Kenya News reported Karanja is optimistic as the company expands its production to the extra-strong beer category at its Naivasha-based plant. However, she also asked the government to put in place intervention measures to help rescue the beer industry. The COVID-19 pandemic has forced the government to shut down bars, night clubs and parties to curb the spread of the virus, stifling industry growth.
Keroche has been involved in numerous legal battles with the Kenya Revenue Authority over tax evasion. In 2015, the government shut Keroche down for two weeks over a backdated tax duty worth Sh1 billion for the ready-to-drink Vienna Ice, Kenya.Co.Uk reported.
Later in 2019, Karanja and her husband Joseph, who serves as the company’s chairman, were arrested on tax evasion to the tune of Ksh 14 billion ($140 million at the time). The Kenya Revenue Authority took them to court for not declaring the correct tax amount, which they were supposed to remit between 2015 and 2019.
Keroche holds 20 percent of the Kenyan alcoholic beverage market and poses strong competition to the British-controlled East Africa Breweries Ltd. (EABL).

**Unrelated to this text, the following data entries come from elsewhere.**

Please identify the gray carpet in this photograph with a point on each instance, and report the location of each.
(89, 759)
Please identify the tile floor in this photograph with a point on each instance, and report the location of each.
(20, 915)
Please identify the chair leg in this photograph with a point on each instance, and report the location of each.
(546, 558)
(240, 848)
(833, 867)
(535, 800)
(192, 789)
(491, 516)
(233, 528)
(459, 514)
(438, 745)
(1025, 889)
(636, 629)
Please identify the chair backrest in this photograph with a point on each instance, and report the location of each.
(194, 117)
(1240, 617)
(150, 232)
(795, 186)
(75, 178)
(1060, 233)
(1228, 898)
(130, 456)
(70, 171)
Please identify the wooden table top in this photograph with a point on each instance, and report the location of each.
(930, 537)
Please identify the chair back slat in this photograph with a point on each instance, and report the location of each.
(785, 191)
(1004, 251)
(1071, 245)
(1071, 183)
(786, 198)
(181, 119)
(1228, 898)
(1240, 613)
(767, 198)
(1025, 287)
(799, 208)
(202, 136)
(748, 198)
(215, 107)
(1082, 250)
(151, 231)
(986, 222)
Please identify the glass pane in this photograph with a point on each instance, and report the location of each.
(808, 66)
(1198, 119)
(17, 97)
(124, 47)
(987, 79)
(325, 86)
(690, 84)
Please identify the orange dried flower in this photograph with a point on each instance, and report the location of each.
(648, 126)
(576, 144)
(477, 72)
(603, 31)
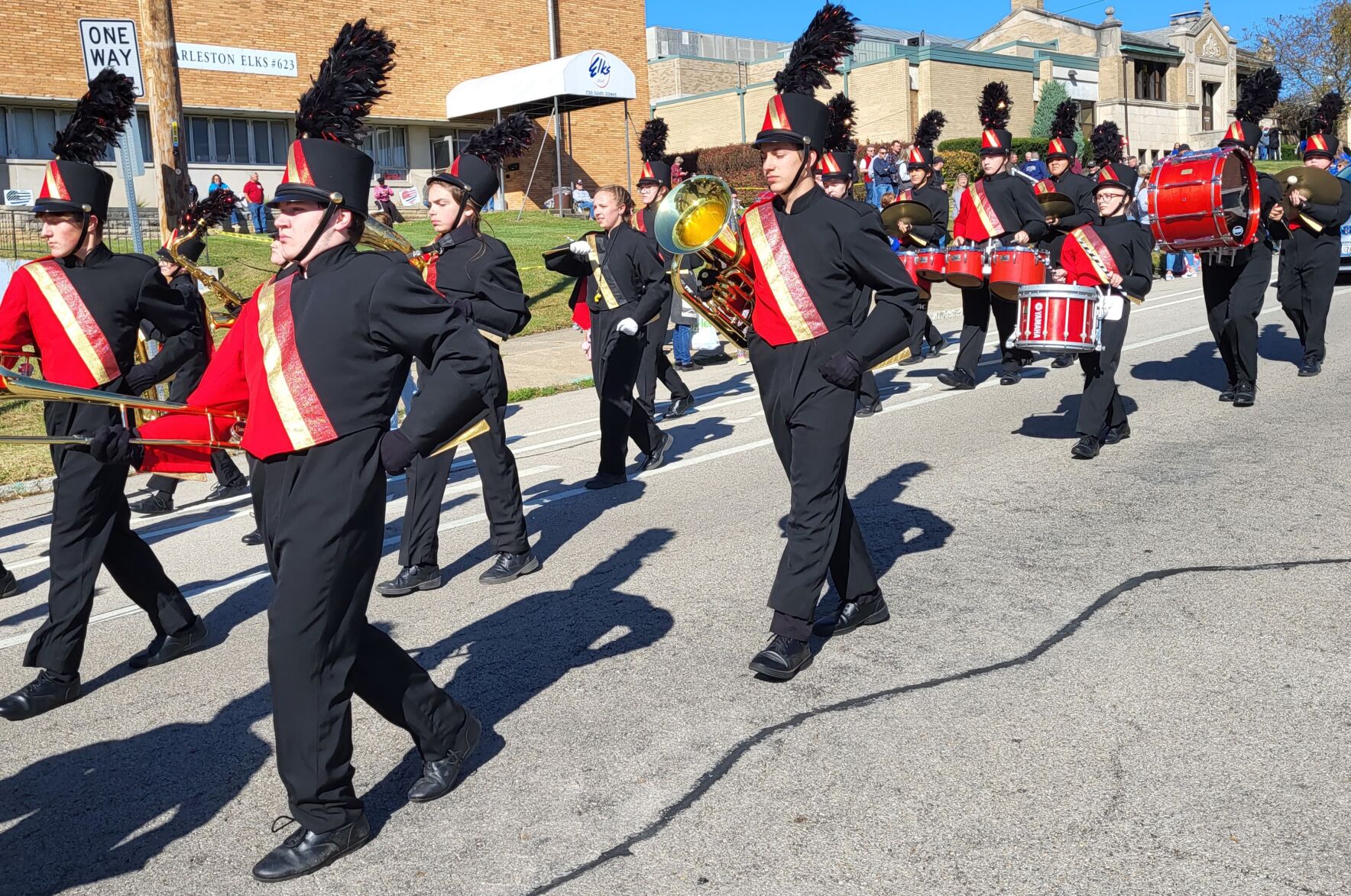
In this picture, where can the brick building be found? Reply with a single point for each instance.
(241, 121)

In 2013, Keroche made bold moves to expand that jolted the EABL when it had just three percent of the Kenyan market. Keroche upgraded its bottling plant at a cost of $29 million, which saw it increase its capacity from 60,000 bottles a day to about 600,000.
It then diversified into beer-making for low-income earners, packing spirits in cheaply priced sachets. The disruption forced EABL to issue two new beer brands targeted at low-income earners.